The real media is whispering that Adrian Peterson may be unhappy with his contract, which is set to run for three more years. Said NFL.com’s Michael Lombardi under the heading “Things I hear…”
The next player to complain about his contract will be Minnesota Vikings running back Adrian Peterson, who missed the mandatory minicamp due to a scheduling conflict.
Considering what Lombardi was saying, maybe “scheduling conflict” should’ve been in quotes.
Actually, most people aren’t treating this like a great revelation. Peterson signed a six-year, $40 million deal coming out of college, and in the first three years, has for the most part gone beyond living up to those terms. So it seems inevitable that, at some point, he would ask for his deal to be torn up and replaced with something that compensates him at fair market value.
The question is, should the Vikings be that eager to sign Peterson to a big-money, long-term contract given the position he plays and the problems he’s had?
Running backs, as we know, wear out fast – and Peterson has carried the ball as much as any other player the last three years. How many more highly productive seasons can we reasonably expect from a guy with that much mileage already on him?
And of course there’s the fumble issue. As great as Peterson can be…well, we saw in the NFC title game what can happen to him when the pressure is on.
Based purely on numbers, there’s no question that Peterson deserves to be paid as one of the top 2 or 3 backs in the league. And, in the end, I think the Vikings will give him his money.
But the big, looming, scary question remains: Is this a guy we can rely on to carry a Brett Favre-less version of the Vikings to a championship?
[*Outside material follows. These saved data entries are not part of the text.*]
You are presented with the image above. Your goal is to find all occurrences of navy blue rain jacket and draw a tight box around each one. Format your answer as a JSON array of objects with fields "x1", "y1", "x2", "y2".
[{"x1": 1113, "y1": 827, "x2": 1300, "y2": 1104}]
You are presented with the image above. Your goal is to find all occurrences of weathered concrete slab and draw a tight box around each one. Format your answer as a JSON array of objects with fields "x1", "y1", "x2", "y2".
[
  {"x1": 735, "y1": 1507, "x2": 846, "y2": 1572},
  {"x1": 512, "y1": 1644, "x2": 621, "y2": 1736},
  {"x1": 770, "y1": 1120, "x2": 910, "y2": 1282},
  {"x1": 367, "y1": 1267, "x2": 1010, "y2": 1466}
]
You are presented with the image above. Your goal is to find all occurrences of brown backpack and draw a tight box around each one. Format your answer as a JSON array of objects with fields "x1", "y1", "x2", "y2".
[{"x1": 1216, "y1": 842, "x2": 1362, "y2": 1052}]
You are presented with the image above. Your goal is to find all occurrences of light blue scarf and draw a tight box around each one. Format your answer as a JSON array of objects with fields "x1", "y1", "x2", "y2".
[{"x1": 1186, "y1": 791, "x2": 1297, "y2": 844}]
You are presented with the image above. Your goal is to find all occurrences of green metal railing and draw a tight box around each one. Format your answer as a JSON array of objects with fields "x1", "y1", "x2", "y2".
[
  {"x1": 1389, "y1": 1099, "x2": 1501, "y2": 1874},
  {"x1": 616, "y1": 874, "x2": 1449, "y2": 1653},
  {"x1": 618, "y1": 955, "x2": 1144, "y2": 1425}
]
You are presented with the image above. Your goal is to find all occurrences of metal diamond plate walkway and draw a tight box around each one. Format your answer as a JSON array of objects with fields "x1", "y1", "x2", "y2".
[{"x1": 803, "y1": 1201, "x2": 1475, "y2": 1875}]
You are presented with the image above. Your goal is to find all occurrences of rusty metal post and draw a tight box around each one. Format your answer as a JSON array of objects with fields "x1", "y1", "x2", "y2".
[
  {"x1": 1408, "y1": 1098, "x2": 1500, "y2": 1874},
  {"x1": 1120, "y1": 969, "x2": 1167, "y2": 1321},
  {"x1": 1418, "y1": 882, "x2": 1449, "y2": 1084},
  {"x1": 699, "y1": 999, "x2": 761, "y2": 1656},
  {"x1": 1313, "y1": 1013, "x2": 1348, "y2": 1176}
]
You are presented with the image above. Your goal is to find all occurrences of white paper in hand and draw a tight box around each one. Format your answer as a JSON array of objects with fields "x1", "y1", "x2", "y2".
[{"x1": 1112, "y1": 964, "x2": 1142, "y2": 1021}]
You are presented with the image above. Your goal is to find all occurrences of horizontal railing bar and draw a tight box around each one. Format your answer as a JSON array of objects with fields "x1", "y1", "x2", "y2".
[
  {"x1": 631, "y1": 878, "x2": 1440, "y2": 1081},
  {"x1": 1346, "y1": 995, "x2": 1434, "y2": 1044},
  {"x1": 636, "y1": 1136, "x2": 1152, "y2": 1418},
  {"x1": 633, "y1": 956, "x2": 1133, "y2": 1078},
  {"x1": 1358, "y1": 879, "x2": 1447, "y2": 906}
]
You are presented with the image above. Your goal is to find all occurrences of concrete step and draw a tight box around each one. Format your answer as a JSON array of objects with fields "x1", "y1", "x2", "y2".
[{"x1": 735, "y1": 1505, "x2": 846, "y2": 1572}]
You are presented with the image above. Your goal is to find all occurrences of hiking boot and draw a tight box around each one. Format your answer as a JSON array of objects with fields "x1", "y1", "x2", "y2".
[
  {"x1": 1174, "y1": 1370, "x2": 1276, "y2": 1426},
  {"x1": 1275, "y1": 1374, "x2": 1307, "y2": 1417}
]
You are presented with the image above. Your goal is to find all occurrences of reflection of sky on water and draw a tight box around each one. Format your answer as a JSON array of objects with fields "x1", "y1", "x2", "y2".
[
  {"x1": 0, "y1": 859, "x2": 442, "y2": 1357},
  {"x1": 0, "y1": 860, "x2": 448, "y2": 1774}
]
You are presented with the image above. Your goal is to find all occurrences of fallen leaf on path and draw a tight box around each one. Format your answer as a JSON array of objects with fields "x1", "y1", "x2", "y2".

If not, then the argument can be made that it would be a gamble to extend him far beyond the three years he’s already locked in for. Of course, in football, crafty things can be done with numbers to reduce the risk.
Either way, I would expect Adrian to compete at the same borderline-suicidal level he always does. He doesn’t strike me as the kind of guy who will let contract concerns distract him from his job.